Tak dla przypomnienia, nigdy nie wycinajcie wszystkiego na raz. Grozi to poprzestawianiem całej karoserii. Zawsze potrzebne są wspawane poprzeczki, tak aby wyeliminować jakiekolwiek ruchy nadwozia. Nie chodzi o etap blacharki, a o efekty krzywego nadwozia już podczas eksploatacji. Pękające szyby to jeden z przykładów krzywego nadwozia i niewłaściwych naprężeń.
A zatem zawsze trzeba unieruchomić nadwozie zanim zaczniecie ciąć.
W tym przypadku mamy poprzeczki wzmacniające „w środku” nadwozia oraz co najważniejsze, wymiana podłogi robiona jest etapami.
Na pierwszy ogień poszła podłoga kierowcy, przy okazji łatanie ubytków i poprawa po porzednich „profesjonalnych naprawach” minionej epoki.
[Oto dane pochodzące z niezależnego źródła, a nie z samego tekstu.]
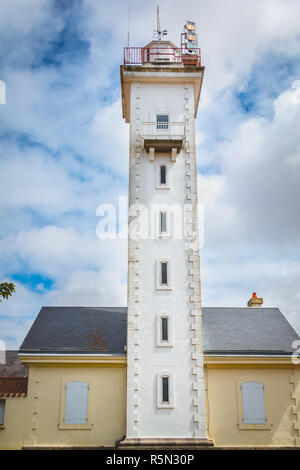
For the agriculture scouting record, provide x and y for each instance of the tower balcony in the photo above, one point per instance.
(162, 53)
(163, 137)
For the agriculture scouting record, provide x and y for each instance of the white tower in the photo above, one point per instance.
(161, 86)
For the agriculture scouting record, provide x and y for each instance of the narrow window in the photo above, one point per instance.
(163, 174)
(163, 222)
(253, 403)
(2, 409)
(165, 389)
(164, 329)
(164, 273)
(162, 122)
(76, 403)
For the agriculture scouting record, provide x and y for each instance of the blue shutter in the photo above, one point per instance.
(253, 403)
(76, 403)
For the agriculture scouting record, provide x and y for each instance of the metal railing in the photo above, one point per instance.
(161, 55)
(164, 131)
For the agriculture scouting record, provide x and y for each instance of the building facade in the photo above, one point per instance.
(163, 372)
(165, 376)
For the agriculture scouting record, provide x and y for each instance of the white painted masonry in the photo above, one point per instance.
(151, 91)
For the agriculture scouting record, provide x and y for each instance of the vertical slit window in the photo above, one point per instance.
(165, 389)
(164, 329)
(2, 410)
(163, 222)
(163, 174)
(164, 273)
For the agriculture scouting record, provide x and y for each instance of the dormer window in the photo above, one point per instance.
(162, 122)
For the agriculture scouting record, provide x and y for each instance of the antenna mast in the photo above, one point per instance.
(158, 33)
(158, 25)
(128, 35)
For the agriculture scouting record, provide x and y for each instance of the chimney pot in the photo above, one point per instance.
(255, 301)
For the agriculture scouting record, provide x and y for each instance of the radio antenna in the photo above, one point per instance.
(158, 33)
(128, 34)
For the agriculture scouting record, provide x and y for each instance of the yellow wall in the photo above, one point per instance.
(225, 407)
(45, 401)
(46, 398)
(11, 435)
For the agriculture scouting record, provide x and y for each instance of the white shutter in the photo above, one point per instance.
(76, 403)
(2, 408)
(253, 403)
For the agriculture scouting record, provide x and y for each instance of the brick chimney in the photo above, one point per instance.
(255, 301)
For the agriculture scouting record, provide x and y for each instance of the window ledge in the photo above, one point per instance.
(258, 427)
(75, 426)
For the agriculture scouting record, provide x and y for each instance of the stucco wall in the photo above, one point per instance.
(107, 395)
(11, 435)
(46, 398)
(225, 410)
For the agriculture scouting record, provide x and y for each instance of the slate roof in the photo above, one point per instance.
(12, 367)
(13, 386)
(78, 329)
(103, 331)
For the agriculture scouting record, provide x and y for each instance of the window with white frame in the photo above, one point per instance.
(2, 412)
(163, 222)
(164, 336)
(163, 174)
(163, 274)
(76, 409)
(253, 403)
(165, 390)
(162, 122)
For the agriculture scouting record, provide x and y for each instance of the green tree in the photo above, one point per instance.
(6, 289)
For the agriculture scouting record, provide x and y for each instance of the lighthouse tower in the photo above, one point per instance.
(161, 87)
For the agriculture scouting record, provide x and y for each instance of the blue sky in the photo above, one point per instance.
(64, 150)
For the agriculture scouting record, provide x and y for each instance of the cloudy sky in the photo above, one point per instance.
(64, 150)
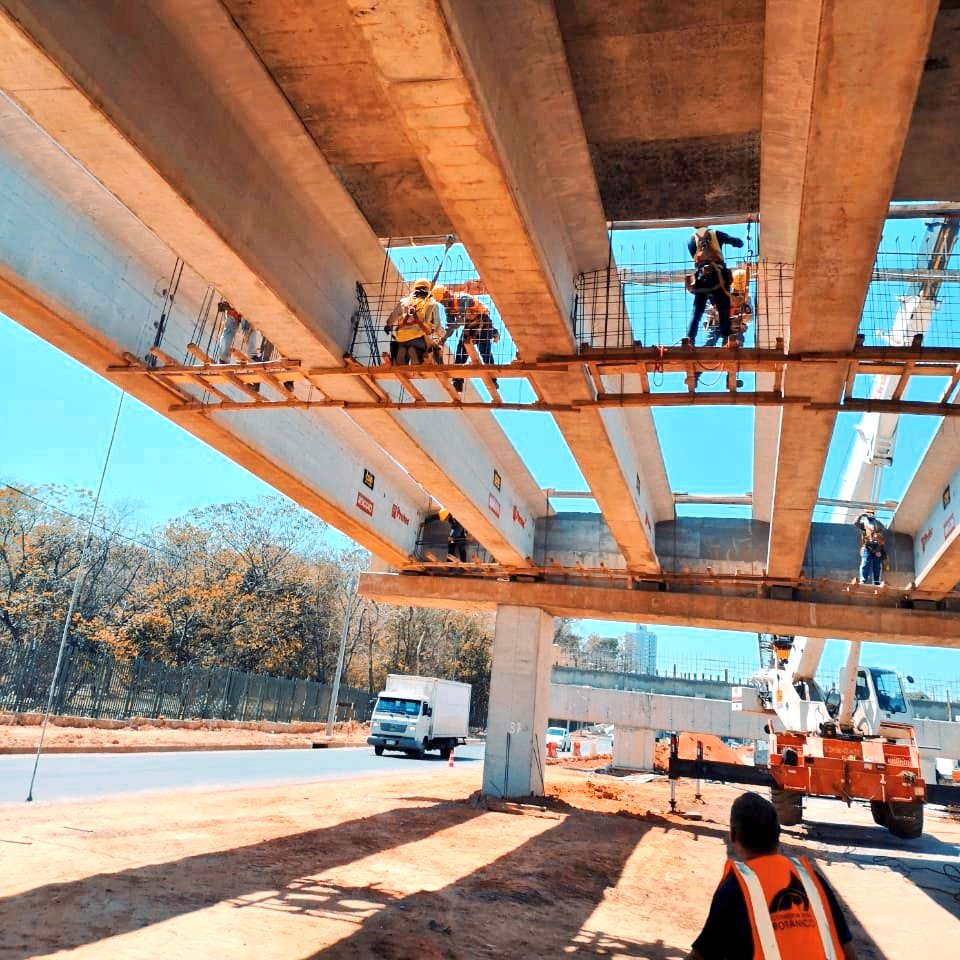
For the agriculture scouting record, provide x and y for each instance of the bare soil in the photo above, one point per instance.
(406, 868)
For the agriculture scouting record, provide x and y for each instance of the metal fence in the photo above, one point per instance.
(93, 684)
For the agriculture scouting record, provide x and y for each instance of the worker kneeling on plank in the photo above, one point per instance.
(414, 323)
(770, 906)
(711, 280)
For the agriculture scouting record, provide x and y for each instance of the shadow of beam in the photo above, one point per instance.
(518, 894)
(108, 904)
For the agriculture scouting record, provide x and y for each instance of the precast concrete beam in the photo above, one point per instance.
(713, 610)
(80, 271)
(654, 711)
(477, 86)
(826, 183)
(205, 151)
(930, 509)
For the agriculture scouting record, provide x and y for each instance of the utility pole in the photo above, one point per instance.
(335, 692)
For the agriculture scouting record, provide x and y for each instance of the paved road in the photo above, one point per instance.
(95, 775)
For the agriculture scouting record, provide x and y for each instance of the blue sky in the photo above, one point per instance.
(56, 417)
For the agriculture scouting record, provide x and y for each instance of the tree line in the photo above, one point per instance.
(257, 585)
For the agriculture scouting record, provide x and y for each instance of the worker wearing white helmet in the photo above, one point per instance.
(414, 323)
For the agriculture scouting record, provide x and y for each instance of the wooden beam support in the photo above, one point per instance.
(711, 610)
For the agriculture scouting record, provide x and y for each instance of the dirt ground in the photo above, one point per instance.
(21, 732)
(405, 868)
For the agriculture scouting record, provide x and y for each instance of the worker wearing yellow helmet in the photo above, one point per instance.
(414, 323)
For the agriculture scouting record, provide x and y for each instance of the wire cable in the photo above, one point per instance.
(78, 579)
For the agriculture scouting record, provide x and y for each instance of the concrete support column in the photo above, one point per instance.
(633, 749)
(519, 702)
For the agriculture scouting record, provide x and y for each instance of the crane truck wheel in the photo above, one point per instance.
(789, 806)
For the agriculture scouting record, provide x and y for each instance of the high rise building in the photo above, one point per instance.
(640, 647)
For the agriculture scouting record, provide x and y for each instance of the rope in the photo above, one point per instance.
(78, 579)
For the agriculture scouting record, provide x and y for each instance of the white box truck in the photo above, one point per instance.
(416, 714)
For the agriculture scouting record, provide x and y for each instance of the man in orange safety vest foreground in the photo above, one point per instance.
(770, 906)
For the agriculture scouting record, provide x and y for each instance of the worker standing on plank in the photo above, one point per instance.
(770, 906)
(457, 539)
(414, 322)
(873, 548)
(711, 280)
(466, 311)
(233, 321)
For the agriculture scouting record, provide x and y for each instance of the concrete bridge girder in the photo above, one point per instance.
(811, 154)
(199, 186)
(68, 275)
(717, 610)
(470, 105)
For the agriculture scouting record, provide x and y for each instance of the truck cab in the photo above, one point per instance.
(400, 721)
(416, 714)
(880, 699)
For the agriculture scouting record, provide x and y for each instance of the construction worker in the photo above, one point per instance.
(457, 539)
(873, 548)
(415, 322)
(233, 321)
(768, 904)
(741, 311)
(465, 311)
(711, 280)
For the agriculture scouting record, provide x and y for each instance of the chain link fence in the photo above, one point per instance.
(92, 684)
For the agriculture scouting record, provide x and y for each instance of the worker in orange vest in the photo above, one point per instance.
(465, 311)
(770, 906)
(711, 279)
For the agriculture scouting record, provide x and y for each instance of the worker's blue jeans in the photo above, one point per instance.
(871, 566)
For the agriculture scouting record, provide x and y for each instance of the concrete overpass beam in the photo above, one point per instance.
(826, 183)
(199, 149)
(69, 271)
(473, 92)
(881, 624)
(519, 703)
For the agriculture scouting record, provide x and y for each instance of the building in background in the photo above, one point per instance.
(640, 650)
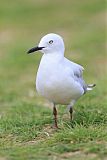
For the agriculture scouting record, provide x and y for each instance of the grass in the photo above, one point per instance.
(25, 117)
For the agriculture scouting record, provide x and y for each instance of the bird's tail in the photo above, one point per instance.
(90, 86)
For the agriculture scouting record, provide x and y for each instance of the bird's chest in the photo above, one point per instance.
(48, 79)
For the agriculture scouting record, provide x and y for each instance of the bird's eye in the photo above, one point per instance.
(51, 41)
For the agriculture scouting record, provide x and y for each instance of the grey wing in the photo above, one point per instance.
(78, 74)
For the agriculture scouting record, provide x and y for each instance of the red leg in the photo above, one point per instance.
(55, 116)
(71, 112)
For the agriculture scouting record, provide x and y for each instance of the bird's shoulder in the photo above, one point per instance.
(77, 69)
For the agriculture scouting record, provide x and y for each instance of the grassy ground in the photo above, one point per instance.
(25, 118)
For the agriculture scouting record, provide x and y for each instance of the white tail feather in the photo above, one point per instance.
(90, 86)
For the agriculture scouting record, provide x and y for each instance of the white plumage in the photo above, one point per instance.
(58, 79)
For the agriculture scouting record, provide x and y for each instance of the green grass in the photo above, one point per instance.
(25, 117)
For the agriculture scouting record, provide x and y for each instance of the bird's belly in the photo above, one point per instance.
(59, 91)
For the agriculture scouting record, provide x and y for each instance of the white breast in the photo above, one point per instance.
(55, 83)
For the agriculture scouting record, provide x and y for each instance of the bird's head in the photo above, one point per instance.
(50, 43)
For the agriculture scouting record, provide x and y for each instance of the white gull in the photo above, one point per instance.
(58, 79)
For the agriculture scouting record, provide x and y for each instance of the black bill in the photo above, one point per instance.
(35, 49)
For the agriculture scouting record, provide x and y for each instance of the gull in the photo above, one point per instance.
(58, 79)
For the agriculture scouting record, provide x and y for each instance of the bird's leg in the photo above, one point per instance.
(55, 116)
(71, 113)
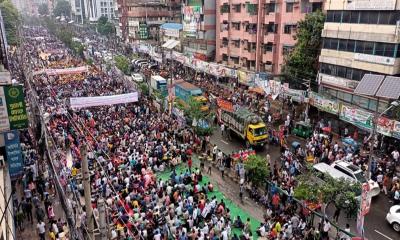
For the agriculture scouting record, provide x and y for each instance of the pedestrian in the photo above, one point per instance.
(41, 230)
(190, 164)
(222, 169)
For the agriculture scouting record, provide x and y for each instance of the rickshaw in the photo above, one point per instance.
(351, 145)
(302, 129)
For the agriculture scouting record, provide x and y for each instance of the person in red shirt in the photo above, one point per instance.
(275, 200)
(190, 164)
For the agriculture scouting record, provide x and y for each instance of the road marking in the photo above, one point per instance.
(224, 142)
(383, 235)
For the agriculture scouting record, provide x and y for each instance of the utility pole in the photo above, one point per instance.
(88, 192)
(102, 219)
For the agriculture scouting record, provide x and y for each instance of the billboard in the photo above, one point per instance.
(191, 20)
(12, 108)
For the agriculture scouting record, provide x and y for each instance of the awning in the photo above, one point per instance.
(173, 44)
(168, 43)
(390, 88)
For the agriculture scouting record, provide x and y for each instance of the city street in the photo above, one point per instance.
(376, 226)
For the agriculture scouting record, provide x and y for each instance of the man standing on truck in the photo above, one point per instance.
(222, 129)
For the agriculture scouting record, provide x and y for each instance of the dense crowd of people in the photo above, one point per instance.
(129, 145)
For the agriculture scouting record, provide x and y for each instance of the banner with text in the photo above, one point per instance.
(82, 102)
(323, 103)
(357, 117)
(13, 154)
(12, 108)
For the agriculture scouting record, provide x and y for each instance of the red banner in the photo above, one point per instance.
(224, 104)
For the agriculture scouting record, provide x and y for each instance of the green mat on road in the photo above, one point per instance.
(233, 207)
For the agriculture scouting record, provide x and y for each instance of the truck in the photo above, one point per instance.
(159, 83)
(185, 90)
(246, 124)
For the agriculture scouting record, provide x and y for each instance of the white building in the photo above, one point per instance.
(92, 10)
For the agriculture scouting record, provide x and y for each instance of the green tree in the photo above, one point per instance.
(105, 27)
(342, 193)
(11, 20)
(122, 63)
(302, 62)
(257, 169)
(43, 9)
(62, 8)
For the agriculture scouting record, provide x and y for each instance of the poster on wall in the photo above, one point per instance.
(191, 20)
(357, 117)
(14, 154)
(324, 104)
(396, 129)
(385, 126)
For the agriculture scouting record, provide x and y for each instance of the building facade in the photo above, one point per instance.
(199, 28)
(256, 35)
(141, 19)
(360, 37)
(92, 10)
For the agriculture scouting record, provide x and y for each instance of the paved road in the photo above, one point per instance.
(376, 227)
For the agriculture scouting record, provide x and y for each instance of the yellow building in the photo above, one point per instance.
(360, 37)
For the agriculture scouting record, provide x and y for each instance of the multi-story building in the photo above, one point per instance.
(198, 20)
(360, 37)
(256, 35)
(141, 19)
(92, 10)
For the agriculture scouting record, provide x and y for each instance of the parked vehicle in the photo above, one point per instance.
(137, 77)
(184, 91)
(302, 129)
(159, 83)
(393, 217)
(247, 125)
(357, 174)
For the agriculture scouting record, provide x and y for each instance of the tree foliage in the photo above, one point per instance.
(257, 169)
(122, 63)
(11, 20)
(302, 61)
(62, 8)
(342, 193)
(105, 27)
(43, 9)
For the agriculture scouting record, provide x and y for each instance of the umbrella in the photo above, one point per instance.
(295, 144)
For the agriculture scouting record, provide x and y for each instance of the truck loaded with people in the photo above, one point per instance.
(247, 125)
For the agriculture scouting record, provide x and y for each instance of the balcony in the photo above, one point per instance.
(267, 56)
(223, 34)
(251, 37)
(235, 51)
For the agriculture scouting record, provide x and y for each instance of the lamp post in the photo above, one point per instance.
(373, 133)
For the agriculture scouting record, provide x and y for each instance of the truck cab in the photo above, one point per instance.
(256, 134)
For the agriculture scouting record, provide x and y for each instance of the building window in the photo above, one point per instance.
(286, 49)
(371, 48)
(235, 60)
(236, 43)
(252, 9)
(270, 7)
(268, 47)
(364, 17)
(225, 8)
(289, 7)
(236, 25)
(287, 29)
(343, 72)
(271, 27)
(237, 8)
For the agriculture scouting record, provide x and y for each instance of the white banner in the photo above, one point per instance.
(61, 71)
(81, 102)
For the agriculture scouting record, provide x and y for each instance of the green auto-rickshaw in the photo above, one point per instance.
(302, 129)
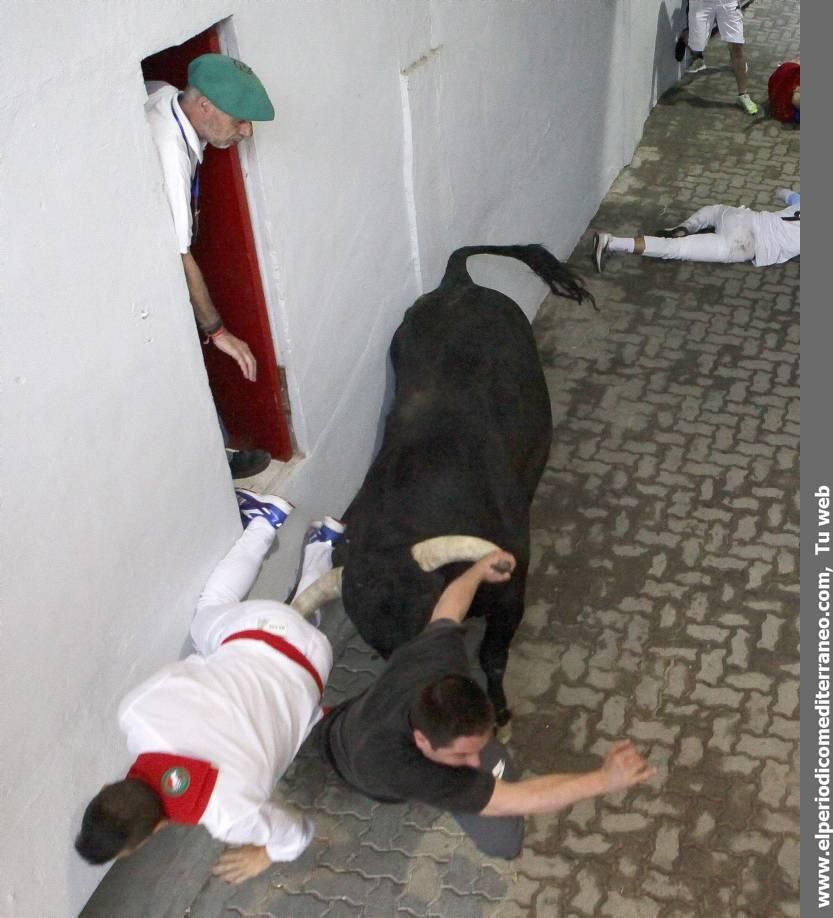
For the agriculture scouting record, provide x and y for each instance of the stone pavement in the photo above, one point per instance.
(663, 593)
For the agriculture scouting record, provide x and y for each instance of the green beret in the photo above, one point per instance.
(231, 86)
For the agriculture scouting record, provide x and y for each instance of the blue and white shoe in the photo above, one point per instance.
(327, 530)
(273, 509)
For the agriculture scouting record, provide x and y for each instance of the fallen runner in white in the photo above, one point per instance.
(213, 733)
(740, 234)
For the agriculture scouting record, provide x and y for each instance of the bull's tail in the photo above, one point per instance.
(562, 280)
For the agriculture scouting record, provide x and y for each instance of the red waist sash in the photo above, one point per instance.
(282, 646)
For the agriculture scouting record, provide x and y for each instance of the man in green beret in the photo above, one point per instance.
(222, 99)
Warto zwrócić uwagę na zajęcie się poprzeczkami i podłużnicami. Czyli wzmocnieniami nadwozia. W większości zostały „odspawane”, wyczyszczone i zabezpieczone antykorozyjnie. Wydłuży to ich życie na prawdopodobnie kolejne 40 lat (to jest nadwozie z 1982 roku).
Następnie przyszła pora na drugą stronę i na koniec na główną poprzeczną belkę, główne wzmocnienie nadwozia w tym obszarze.
Kolejny krok to progi, a w zasadzie komplet progów wewnętrznych i zewnętrznych. Ale o tym już wkrótce.